Los estudios acerca de la irritación de la glándula suprarrenal han hecho también grandes progresos. Se puede hablar de un complejo simpáticosuprarrenal que, sobre todo en los estallidos coléricos, aumenta la secreción de dicha glándula. El investigador norteamericano Cannon demostró, mediante experimentos en los animales, que las descargas emocionales producen un aumento de la secreción de adrenalina, que a su vez acentúa la actividad cardíaca. Así, se comprende que causas meramente psíquicas puedan ocasionar dolores de cabeza o de la cara y hasta tal vez ataques epilépticos. En estos casos se trata siempre, desde luego, de personas que son constantemente presas de preocupaciones que no tienen fin. Es evidente que se debe de tomar en consideración la época que se está viviendo. Si se trata de una muchacha neurótica de veinte años de edad, podremos suponer de antemano que los problemas que la atormentan son de indole profesional, si no amorosa. En un hombre o mujer de unos cincuenta años, no será difícil tampoco adivinar que es el problema del envejecimiento, que la persona en cuestión cree no poder resolver o que no puede resolver en realidad.

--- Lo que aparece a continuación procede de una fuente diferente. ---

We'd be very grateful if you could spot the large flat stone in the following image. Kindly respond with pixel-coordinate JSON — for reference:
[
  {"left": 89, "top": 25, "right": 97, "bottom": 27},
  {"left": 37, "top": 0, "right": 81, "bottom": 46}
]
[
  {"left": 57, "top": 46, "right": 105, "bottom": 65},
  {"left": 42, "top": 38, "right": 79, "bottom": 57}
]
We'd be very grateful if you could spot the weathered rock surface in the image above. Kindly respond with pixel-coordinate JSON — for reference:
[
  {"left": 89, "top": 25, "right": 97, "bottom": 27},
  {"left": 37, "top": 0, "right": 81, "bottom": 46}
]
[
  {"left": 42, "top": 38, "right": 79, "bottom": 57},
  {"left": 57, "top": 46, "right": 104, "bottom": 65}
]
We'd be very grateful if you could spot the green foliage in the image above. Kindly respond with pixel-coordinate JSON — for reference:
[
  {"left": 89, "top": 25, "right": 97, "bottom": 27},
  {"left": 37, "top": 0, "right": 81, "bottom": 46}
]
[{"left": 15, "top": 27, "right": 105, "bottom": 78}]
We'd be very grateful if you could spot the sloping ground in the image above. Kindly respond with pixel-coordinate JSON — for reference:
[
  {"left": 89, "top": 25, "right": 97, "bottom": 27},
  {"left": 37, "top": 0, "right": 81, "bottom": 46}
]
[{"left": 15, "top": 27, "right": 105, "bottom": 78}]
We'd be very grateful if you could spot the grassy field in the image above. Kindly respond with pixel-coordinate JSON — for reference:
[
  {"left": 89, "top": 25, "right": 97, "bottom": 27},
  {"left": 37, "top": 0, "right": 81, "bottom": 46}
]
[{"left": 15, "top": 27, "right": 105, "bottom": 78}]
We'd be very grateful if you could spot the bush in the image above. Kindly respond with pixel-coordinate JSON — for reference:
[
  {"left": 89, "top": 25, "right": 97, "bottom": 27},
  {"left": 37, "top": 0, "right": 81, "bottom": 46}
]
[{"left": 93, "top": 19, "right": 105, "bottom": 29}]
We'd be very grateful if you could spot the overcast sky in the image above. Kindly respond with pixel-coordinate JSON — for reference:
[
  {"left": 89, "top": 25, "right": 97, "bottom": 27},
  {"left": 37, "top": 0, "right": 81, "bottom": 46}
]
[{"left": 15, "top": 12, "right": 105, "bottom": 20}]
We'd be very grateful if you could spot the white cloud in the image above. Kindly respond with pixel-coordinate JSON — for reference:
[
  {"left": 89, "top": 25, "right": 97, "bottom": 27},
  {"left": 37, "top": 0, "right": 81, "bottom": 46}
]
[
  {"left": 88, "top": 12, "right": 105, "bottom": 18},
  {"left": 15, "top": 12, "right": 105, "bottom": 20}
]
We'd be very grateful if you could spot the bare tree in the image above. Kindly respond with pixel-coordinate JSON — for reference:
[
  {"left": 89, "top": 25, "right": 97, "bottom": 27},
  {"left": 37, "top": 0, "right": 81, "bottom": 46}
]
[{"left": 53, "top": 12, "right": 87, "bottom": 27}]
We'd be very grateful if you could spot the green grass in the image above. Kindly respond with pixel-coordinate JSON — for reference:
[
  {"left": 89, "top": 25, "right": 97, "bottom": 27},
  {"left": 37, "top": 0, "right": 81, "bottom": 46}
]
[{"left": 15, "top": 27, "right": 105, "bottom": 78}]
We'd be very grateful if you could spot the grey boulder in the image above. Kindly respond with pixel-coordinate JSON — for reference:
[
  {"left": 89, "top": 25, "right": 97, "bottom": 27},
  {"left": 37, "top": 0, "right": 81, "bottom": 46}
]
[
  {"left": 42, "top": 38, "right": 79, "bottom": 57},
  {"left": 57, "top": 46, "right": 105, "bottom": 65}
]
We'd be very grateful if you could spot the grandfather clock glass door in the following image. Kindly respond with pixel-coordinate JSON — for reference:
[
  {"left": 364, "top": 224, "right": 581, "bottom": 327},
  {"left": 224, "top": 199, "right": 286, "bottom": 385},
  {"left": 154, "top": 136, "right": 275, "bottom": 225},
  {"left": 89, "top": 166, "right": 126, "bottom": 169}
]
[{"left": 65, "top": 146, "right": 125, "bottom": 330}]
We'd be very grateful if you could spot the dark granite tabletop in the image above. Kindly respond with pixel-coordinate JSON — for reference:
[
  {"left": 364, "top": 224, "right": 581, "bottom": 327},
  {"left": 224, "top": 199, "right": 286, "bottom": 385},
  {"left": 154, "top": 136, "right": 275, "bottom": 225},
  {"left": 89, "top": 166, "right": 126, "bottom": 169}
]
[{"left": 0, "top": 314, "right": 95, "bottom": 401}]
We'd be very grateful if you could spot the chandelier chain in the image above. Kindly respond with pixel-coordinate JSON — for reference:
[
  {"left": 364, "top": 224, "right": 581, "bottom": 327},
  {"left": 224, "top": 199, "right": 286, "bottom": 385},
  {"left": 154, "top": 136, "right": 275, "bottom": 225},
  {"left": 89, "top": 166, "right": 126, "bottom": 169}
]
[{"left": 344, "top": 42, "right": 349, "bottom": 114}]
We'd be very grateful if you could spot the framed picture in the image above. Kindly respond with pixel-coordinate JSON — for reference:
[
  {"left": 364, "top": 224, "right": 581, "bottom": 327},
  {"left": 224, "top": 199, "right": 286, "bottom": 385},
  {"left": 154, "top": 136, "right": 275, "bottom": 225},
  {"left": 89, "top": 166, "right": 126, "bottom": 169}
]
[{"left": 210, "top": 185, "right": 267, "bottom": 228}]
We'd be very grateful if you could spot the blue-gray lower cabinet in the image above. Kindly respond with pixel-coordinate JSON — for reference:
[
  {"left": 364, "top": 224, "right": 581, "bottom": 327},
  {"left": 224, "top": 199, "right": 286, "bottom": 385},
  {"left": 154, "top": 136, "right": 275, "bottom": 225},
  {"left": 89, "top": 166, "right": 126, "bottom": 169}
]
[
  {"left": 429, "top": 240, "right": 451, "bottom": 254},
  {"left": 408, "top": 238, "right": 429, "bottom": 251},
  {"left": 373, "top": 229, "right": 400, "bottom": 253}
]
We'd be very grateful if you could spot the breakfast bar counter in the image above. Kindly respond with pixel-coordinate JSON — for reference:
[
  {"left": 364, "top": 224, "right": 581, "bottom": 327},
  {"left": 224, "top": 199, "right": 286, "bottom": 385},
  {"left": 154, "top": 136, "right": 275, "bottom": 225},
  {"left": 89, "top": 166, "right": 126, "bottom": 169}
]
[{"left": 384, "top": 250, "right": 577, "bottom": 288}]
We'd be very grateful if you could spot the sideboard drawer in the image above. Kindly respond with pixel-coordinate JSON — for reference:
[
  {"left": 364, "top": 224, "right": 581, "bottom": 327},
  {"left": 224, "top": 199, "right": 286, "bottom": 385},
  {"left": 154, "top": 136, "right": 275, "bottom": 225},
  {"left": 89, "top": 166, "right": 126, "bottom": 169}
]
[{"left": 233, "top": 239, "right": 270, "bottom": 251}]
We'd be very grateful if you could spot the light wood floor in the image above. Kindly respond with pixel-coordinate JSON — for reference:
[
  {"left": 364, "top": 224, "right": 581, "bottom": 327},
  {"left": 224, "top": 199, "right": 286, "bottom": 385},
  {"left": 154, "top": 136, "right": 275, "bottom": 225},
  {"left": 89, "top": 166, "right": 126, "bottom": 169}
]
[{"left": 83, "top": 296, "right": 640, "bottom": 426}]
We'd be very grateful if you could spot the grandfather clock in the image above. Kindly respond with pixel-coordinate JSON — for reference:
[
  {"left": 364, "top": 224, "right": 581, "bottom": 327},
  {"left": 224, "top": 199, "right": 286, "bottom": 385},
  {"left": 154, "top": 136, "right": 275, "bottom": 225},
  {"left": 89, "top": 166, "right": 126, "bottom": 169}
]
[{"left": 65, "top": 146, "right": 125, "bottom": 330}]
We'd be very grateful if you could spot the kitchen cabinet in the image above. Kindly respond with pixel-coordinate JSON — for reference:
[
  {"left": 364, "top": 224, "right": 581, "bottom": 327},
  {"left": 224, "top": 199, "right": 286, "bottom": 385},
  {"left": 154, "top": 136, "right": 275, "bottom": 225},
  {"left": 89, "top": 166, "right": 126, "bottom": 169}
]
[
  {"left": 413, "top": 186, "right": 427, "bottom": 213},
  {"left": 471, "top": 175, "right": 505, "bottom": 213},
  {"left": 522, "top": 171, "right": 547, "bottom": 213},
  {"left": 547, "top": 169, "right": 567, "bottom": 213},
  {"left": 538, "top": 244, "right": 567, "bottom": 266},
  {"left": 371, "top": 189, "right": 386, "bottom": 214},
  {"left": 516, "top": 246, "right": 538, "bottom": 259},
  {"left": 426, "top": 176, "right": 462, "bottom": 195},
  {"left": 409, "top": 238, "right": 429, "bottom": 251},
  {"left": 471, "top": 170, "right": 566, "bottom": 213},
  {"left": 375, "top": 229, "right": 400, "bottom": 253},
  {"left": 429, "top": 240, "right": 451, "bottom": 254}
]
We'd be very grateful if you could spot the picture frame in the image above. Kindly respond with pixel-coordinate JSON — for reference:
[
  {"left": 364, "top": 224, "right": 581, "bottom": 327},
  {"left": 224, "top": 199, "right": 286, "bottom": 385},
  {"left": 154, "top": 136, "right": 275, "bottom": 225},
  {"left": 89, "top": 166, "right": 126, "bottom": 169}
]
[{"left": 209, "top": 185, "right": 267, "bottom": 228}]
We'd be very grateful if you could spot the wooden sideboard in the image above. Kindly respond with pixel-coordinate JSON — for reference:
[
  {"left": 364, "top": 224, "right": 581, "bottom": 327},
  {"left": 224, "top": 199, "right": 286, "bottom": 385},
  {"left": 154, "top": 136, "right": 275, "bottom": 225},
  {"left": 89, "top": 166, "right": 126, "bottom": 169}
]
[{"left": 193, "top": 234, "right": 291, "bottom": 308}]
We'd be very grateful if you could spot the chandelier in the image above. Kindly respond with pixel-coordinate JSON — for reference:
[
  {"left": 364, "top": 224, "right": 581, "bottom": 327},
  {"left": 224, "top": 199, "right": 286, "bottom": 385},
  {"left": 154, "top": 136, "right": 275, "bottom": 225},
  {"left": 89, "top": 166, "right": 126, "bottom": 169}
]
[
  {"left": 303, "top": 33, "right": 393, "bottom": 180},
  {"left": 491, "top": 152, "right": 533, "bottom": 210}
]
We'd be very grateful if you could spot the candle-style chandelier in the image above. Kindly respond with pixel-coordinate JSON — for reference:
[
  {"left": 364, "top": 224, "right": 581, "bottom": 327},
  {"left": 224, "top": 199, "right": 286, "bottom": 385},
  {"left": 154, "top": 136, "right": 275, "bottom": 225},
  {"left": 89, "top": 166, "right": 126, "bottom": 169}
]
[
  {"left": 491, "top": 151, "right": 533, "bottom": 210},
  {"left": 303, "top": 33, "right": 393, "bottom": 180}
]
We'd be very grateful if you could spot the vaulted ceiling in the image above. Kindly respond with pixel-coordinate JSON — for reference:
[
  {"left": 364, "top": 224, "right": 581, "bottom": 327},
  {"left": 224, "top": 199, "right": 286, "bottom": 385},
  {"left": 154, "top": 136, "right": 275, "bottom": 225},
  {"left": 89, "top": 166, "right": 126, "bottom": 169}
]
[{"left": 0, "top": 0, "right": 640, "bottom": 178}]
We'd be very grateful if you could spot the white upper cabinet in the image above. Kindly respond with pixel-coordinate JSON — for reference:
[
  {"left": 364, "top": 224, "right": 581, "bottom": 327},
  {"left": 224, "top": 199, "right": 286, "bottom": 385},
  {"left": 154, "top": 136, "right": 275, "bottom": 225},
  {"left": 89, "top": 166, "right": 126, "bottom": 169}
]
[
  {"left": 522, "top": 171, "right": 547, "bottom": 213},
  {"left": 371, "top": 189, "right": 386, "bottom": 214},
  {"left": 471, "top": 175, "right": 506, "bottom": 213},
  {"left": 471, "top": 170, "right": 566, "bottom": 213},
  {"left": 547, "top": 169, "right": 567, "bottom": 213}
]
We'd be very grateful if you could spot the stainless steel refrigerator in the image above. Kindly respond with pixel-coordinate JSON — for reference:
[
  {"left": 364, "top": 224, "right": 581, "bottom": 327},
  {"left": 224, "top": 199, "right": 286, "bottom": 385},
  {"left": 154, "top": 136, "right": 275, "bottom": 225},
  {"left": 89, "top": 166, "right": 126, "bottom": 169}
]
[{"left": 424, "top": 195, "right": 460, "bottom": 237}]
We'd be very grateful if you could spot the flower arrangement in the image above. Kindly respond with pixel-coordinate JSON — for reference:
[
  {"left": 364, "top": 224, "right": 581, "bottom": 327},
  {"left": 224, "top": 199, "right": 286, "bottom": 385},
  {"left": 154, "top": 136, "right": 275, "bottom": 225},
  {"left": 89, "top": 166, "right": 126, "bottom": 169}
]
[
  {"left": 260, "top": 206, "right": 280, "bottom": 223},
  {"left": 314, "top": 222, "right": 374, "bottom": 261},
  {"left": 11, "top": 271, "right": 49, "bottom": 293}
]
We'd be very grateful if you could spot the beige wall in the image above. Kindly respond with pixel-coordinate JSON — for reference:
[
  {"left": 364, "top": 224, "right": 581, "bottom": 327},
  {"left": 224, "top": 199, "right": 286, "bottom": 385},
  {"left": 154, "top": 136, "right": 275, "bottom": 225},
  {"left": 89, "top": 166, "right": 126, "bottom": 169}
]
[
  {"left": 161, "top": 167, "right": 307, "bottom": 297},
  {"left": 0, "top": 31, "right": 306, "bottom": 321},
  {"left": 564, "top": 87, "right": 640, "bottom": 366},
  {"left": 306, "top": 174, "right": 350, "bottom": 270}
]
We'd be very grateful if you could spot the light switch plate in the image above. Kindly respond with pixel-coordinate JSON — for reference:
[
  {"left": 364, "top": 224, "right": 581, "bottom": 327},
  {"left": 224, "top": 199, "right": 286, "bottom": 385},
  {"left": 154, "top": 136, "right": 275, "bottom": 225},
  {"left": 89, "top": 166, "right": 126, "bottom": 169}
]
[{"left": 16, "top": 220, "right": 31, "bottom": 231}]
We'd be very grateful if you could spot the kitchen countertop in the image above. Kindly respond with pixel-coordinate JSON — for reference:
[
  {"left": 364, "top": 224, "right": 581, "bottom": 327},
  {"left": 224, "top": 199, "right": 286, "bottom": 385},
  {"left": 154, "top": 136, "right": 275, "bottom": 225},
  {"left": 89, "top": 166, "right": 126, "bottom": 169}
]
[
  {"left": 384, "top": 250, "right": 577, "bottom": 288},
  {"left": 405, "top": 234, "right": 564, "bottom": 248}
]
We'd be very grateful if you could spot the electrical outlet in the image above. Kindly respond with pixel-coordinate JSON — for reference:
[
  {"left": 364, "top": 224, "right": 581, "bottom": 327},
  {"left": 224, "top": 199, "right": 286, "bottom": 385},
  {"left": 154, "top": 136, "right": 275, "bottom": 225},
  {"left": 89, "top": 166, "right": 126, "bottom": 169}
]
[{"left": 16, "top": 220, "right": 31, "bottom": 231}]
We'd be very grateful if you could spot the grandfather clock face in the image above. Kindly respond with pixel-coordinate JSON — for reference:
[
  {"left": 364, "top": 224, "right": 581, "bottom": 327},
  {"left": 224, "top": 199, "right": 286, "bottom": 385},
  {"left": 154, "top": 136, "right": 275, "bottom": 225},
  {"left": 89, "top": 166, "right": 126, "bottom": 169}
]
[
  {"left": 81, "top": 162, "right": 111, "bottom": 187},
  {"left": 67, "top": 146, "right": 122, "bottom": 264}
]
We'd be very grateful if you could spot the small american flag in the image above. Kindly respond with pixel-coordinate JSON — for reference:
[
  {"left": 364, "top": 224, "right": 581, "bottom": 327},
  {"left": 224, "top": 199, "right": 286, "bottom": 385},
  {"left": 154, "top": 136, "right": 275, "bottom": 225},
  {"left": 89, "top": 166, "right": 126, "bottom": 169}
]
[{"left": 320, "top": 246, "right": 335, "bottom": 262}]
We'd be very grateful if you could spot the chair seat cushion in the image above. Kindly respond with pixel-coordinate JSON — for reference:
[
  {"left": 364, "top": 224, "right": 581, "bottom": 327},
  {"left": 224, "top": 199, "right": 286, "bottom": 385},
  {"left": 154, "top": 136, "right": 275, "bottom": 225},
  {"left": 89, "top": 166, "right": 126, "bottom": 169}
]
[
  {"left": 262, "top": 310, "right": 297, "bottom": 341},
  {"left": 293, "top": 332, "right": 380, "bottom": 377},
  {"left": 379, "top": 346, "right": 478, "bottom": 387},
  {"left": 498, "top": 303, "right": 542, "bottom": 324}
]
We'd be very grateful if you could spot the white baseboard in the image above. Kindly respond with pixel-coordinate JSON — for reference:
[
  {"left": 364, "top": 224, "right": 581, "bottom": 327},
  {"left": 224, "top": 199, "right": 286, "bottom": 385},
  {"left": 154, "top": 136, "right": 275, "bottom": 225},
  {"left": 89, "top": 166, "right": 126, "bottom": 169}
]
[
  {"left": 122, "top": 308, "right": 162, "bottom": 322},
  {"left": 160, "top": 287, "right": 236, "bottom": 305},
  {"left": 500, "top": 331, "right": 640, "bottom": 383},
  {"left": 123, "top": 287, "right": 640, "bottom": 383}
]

Tales hechos de la vida no los experimentamos nunca de manera directa, sino tan sólo a través de nuestra opinión, que es la única determinante.

La curación sólo puede lograrse recurriendo a la inteligencia, mediante una creciente comprensión del enfermo, que le induzca a reconocer sus errores y le facilite al mismo tiempo el desarrollo del sentimiento de comunidad.